Now under the British supervision, we engaged in exhuming corpses alongside the railway. We were afraid of being treated harshly by them. So, we hid our faces with our towels to avoid recognition as individuals.
One day, a British soldier called Andrew, came right up to me, took off my towel and looked me into the eyes. I froze. Contrary to my fear, he was kind and said,'Take your time, there’s no need to hurry.' I hear that there are many Christians in Britain. He must have been a Christian, that is why he could treat us in such an extraordinary manner. I am sure of it. I have long since forgotten every other British soldier’s name, but I will never forget Andrew.”

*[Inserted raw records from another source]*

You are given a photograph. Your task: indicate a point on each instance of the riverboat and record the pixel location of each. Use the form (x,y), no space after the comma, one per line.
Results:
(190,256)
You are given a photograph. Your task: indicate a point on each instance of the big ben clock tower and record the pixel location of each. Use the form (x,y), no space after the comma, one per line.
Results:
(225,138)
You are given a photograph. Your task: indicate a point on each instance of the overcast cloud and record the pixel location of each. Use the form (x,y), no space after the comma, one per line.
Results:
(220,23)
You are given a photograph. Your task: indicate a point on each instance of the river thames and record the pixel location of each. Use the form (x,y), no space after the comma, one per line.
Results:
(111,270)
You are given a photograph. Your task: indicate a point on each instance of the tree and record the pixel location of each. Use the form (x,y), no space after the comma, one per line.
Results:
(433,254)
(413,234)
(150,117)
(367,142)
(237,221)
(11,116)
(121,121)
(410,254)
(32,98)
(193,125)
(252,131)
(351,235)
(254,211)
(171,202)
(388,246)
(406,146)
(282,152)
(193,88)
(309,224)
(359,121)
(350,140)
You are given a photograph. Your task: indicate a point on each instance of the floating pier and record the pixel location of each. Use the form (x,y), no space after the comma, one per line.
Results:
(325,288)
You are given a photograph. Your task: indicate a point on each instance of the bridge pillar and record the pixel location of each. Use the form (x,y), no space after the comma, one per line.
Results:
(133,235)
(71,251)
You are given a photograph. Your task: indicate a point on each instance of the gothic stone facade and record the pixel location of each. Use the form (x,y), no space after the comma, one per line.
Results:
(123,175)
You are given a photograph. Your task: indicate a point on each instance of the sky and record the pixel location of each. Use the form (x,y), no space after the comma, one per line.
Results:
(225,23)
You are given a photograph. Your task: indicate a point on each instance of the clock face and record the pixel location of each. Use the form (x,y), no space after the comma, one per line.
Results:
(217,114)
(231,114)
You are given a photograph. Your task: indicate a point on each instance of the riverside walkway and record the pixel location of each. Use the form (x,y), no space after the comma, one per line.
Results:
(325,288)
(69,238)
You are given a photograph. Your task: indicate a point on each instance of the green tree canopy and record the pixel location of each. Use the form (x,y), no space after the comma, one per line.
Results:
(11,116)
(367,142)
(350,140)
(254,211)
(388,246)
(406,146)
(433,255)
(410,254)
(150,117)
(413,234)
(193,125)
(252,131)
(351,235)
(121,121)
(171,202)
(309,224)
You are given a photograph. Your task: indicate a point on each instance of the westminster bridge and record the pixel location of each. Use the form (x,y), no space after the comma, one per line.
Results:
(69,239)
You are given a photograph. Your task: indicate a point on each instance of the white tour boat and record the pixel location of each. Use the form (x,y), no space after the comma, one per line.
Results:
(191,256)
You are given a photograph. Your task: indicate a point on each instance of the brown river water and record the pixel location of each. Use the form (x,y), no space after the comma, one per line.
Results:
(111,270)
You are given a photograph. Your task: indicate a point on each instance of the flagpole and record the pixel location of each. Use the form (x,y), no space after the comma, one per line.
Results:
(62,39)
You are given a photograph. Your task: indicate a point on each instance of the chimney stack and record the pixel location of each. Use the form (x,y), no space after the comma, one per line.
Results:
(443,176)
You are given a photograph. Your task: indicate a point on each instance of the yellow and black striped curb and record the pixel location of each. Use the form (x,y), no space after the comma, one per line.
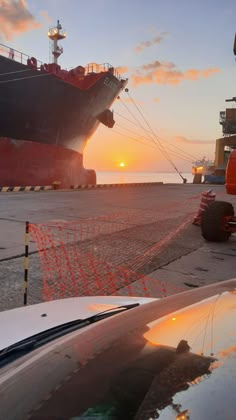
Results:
(100,186)
(27,189)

Keiko’s brother brought out and showed her an article in the local evening newspaper. It was about a memorial service which was held in the exact spot, where Keiko and her mother stood earlier in the afternoon, and saw the large orchid wreath. It was organised by the locals who worked in the Iruka mine. They were school aged children during the WWII. About twenty of them, now in their 60s, reminisced about the FEPOWs with whom they had exchanged language lessons.
"This is not a place for you to come."
Back in the UK, after nearly a year of prayer, Keiko got to know an Iruka POW, Joe Cummings, who lived in Northumberland. Their correspondence started. Keiko travelled back and forth to Japan with Joe’s messages to the locals each year. She met and interviewed more people who were active during the war.

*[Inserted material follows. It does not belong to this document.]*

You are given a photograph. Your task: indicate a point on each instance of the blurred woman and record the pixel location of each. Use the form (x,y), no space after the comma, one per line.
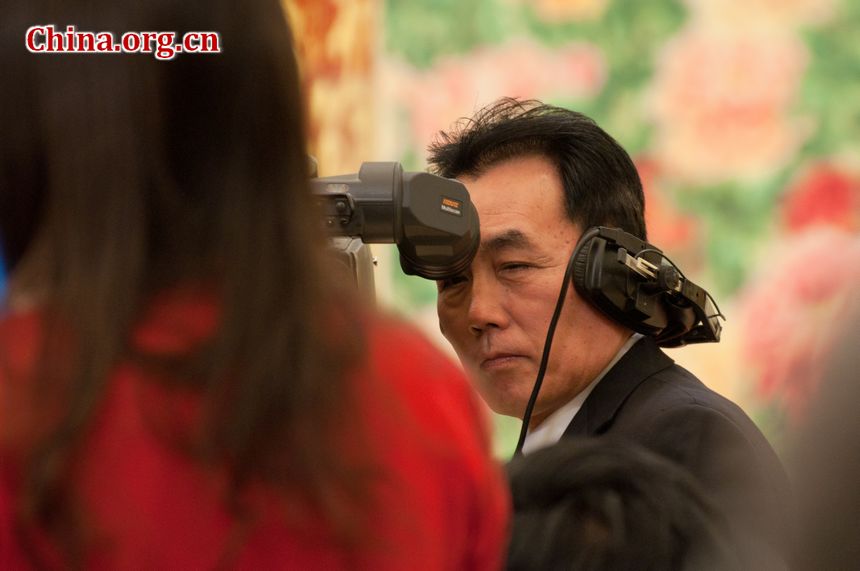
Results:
(182,383)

In 1991, Keiko was told by Joe about a FEPOW Conference in London. Against all the odds, she attended it.
"Go home!" unkind words were uttered. In the midst of the reunion of one thousand FEPOWs and their families, Keiko realised just how deep the wounds of the war, and how many people are still deeply affected.
God wants me to do something for them. There in the unfriendly atmosphere, Keiko sensed God's call, to be a bridge over two nations, and of the love and power of God. She prayed earnestly that she might be useful to Him.

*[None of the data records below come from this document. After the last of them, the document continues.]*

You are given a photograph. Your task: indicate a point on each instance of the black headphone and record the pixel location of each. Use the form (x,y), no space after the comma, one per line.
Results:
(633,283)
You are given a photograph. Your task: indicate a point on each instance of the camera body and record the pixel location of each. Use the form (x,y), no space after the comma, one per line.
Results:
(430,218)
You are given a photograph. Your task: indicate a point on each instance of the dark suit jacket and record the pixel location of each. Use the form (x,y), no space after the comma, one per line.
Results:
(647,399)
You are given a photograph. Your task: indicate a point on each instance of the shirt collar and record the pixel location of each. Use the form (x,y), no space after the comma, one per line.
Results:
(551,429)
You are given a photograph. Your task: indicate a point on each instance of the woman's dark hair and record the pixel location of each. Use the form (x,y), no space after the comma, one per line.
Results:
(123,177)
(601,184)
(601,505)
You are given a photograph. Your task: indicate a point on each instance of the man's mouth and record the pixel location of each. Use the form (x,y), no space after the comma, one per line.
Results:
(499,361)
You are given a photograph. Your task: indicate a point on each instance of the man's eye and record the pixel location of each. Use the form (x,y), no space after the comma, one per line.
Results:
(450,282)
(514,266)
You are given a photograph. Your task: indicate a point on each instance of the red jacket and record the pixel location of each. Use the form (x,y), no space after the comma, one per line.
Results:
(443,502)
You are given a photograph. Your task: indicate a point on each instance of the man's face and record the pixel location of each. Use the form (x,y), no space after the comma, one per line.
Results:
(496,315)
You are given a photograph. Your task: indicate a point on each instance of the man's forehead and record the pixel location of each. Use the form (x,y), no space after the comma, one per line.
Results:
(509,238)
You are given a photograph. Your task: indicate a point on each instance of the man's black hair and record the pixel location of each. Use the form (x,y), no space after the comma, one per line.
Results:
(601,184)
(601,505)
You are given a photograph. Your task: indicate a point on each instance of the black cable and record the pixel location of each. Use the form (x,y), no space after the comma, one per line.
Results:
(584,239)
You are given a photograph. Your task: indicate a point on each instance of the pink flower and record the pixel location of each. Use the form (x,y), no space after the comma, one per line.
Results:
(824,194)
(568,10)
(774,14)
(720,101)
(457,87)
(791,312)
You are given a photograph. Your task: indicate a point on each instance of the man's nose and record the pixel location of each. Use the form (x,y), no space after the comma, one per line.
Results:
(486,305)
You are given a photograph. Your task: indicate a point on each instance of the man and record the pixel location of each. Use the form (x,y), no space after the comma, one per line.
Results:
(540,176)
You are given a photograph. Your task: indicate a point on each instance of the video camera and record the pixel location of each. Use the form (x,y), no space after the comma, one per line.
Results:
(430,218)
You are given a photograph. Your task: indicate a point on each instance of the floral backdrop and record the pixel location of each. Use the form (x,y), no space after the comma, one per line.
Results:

Little Britain soften the hearts
Each time Keiko visited Japan, she sought for, connected with and interviewed many interesting people. The outcome of those meetings was compiled in a booklet, called ‘Little Britain’, together with the FEPOWs’ essays. It was published in both Japanese and English languages in December 1991.
‘Little Britain’ softens the hearts of many FEPOWs’. And in October 1992, after many uphill struggles, Keiko took a group of twenty six former soldiers to Kiwa-Cho, the first Agape Pilgrimage of Reconciliation. Four years had past since Keiko first saw the Cross.
Not only all the places in Britain and Holland, but to United States and Canada, Australia and many parts of South East Asia, Keiko travelled to see each FEPOW and Civilian Internee, and their families for reconciliation work.
This resulted in many of them visiting Japan each year since 1992 on the Agape Pilgrimages of Reconciliation. Helped by the positive media coverage, the Japanese enterprises started offering financial support. So did the Japanese government from 1996. Most of the financial support ceased in 2006.
Agape World have brought over five hundred people in total from different countries to Japan on the Pilgrimages of Reconciliation. We are continuing on a smaller scale.
There are many testimonies of personal journies: from pain and sorrow of the past hurt and hate to acknowledgement and acceptance, leading to forgiveness, reconciliation and emotional healing. There have been amazing stories of physical healing, too. Agape World hopes to reach out to the younger generation with this message of reconciliation, rooted firmly in the love and power of God.
1996 Given the Japan Society Award for her work in Anglo-Japanese Reconciliation.
1998 Conferred OBE by HM Queen Elizabeth II in recognition of her work in fostering Anglo-Japanese Reconciliation.
1999 Given the Foreign Ministry Award by the Japanese Government.
2000 Given the title of Companion of the Cross of Nails by the Coventry Cathedral on 18th August.
2018 Given the Order of the Rising Sun, Gold and Silver Rays by the Japanese Emperor.